A família está muito incomodada com o fato de até hoje os assassinos estarem soltos na cidade.  Elas gostariam que a justiça agisse com mais rapidez. Elas falaram que quando são intimadas pela justiça para dar algum depoimento, elas vão e que são quatro os advogados da VM ou da firma de segurança (elas não sabem precisar quem são estes advogados da defesa), alguns deles que vem de Belo Horizonte especificamente para isso.

Como está o processo de criminalização da comunidade? O que a VM está acionando para se proteger?

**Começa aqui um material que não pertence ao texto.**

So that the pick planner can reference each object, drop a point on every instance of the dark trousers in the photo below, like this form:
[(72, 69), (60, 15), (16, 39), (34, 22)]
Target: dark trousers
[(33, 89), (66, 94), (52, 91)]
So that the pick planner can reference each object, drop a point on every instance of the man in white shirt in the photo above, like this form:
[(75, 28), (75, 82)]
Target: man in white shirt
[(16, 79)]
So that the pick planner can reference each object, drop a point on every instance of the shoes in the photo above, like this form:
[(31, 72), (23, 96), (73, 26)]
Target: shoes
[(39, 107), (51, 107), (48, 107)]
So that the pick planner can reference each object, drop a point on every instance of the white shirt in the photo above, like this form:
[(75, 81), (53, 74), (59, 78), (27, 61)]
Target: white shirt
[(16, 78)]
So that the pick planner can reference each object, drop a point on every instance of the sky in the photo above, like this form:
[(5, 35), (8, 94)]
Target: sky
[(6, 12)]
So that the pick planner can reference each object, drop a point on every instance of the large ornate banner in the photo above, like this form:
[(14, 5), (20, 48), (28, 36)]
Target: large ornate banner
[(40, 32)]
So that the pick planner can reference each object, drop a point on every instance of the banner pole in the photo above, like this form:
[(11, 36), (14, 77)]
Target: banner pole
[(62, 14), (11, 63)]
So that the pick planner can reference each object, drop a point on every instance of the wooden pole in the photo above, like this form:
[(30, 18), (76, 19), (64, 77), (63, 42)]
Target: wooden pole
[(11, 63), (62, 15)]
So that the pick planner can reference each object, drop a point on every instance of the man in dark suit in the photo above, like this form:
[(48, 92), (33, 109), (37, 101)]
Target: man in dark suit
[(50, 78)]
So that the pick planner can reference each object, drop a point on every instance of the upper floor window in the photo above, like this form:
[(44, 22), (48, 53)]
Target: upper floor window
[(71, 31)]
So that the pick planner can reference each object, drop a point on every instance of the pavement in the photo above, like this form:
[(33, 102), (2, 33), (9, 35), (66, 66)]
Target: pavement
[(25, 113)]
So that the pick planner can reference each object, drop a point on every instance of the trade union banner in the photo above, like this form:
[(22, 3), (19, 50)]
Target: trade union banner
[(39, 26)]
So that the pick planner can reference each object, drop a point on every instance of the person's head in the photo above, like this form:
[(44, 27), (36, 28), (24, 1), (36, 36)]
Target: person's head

Na nossa opinião, nos parece que a empresa atualizou sua estratégia com relação à comunidade:

– tem realizado um intenso trabalho social e político: construiu uma igreja na comunidade, substituindo uma antiga igreja que estava no alto de um morro e que era local de peregrinação. Infelizmente houve aquiescência de um padre que atende a comunidade. Vem sempre oferecendo projetos para a comunidade, distribuição de mudas de eucalipto, construção de pequenas barraginhas para conter a água da chuva;

– a empresa continua mantendo a comunidade sob pressão para que não peguem lenha. Mas a estratégia atual é de utilizar a Policia Ambiental / Policia Florestal. Não são mais os guardas que fazem este trabalho sujo.  Assim, com muita freqüência a PM circula pela comunidade e destrói os pequenos fornos que são construídos para produção de carvão utilizando os restos de madeira das áreas de plantação;

– Pela informação que tivemos, a empresa contratou outros guardas porem eles não andam, aparentemente, armados. Eles andam apenas de cassetetes.

Enviada para Combate Racismo Ambiental por Carlos Alberto Dayrell.